Our observations have some important clinical implications. Insulin pump release can be modified during a flight or in the case of a dive at a depth <3 m and the patients should be advised to take into account the risks of unexpected variation in basal pump insulin rate. It is worthwhile to note that for most patients the magnitude of the changes is likely to be insignificant compared with the effect of increases in insulin resistance associated with the lack of physical activity during air travel. Some patients may experience even greater insulin resistance due to counter-regulatory hormones associated with the perceived stress of travel. However, in patients with low doses of insulin needs and high insulin sensitivity, such as children, small women, or in general patients with type 1 diabetes with an insulin sensitivity factor of 1:100 or superior, these findings are important.

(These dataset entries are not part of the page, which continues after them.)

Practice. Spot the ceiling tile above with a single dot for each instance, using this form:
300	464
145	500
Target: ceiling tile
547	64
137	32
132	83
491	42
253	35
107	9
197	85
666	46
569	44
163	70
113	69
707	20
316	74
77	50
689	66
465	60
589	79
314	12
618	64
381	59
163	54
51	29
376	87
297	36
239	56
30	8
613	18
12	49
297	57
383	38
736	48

In addition, patients should pay particular attention to avoid air bubble formation during the insulin loading procedures. The use of the preloaded insulin cartridge seems to be useful in reducing this phenomenon. Also healthcare professionals should advice their patients of the possible interference of atmospheric pressure changes and pump insulin release, particularly in children and patients with low insulin requirement. Patients should be acknowledged about the potential increased risk of hypoglycemia in between 1 and 2 h after the takeoff of a plane (when the depressurization takes place) and of hyperglycemia in between 1 and 2 h after the landing of a flight (when there's a pressurization) during pressurization.